2-in-1 High-End Laptops that meet the DOH requirements
Dell XPS 15 9575 2-in-1
- 15.6″ FHD+ (1920 x 1200) InfinityEdge Touch
- Scratch- and impact-resistant Corning® Gorilla® Glass 6
- Intel i7-10750H (12MB Cache, up to 5.0 GHz, 6 cores)
- 16GB DDR4-2933MHz, 2x8GB
- 512GB M.2 PCIe NVMe Solid State Drive
- NVIDIA GeForce GTX 1650 Ti 4GB GDDR6
- Killer Wi-Fi 6 AX1650 (2×2)
- Bluetooth 5.1
- Windows 10 Home Single License
- SRP: ₱149,990.00 according to Benson.ph
We couldn’t find similar 2-in-1 laptops with at least a 15-inch display using Corning® Gorilla® Glass 6 in the market. Dell XPS 17 9700 Touch is the next best thing, but it is not a true 2-in-1 laptop, only a touchscreen version.

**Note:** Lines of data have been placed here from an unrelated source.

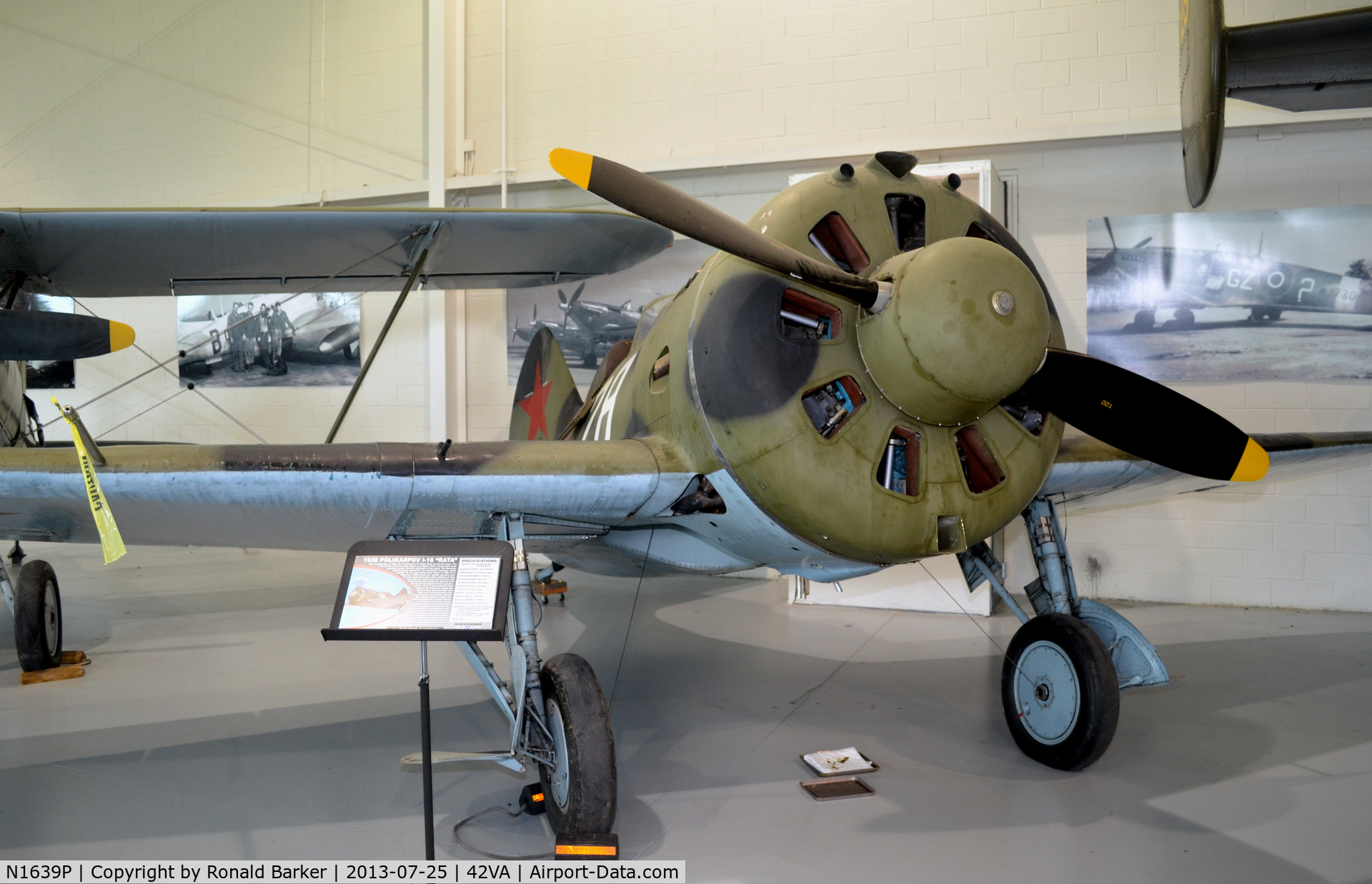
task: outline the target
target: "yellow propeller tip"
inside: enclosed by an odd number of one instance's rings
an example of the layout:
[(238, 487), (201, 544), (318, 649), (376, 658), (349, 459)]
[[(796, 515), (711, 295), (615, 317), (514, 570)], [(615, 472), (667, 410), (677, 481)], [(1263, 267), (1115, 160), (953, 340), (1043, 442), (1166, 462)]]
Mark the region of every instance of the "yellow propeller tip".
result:
[(547, 163), (553, 167), (553, 172), (582, 189), (590, 189), (591, 162), (594, 159), (590, 154), (569, 151), (565, 147), (556, 147), (547, 155)]
[(1266, 450), (1253, 439), (1249, 439), (1249, 445), (1243, 449), (1243, 457), (1239, 458), (1239, 465), (1233, 468), (1233, 475), (1229, 476), (1229, 480), (1257, 482), (1268, 475), (1269, 463)]
[(110, 323), (110, 353), (122, 350), (133, 343), (133, 327), (123, 323)]

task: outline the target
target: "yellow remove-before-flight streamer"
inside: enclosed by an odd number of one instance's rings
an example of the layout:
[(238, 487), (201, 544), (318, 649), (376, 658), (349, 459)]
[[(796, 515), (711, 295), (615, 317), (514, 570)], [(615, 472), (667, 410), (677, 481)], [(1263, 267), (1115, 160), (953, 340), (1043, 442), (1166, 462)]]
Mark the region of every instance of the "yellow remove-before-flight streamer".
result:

Apparently, whoever made the procurement document is looking at the Dell XPS model as the basis.
DOH likes Dell?
A little data forensics on the metadata of the RFBO-High-End 2-in-1 Laptop with Accessories.pdf file downloaded from the DOH website revealed that whoever made the procurement document is a Dell User. Based on the extracted metadata, it is highly possible that the document was made on a Dell laptop or desktop.
There’s absolutely nothing wrong with that. The requestor is likely a fan of the Dell computer brand. Suspicious? I hope not.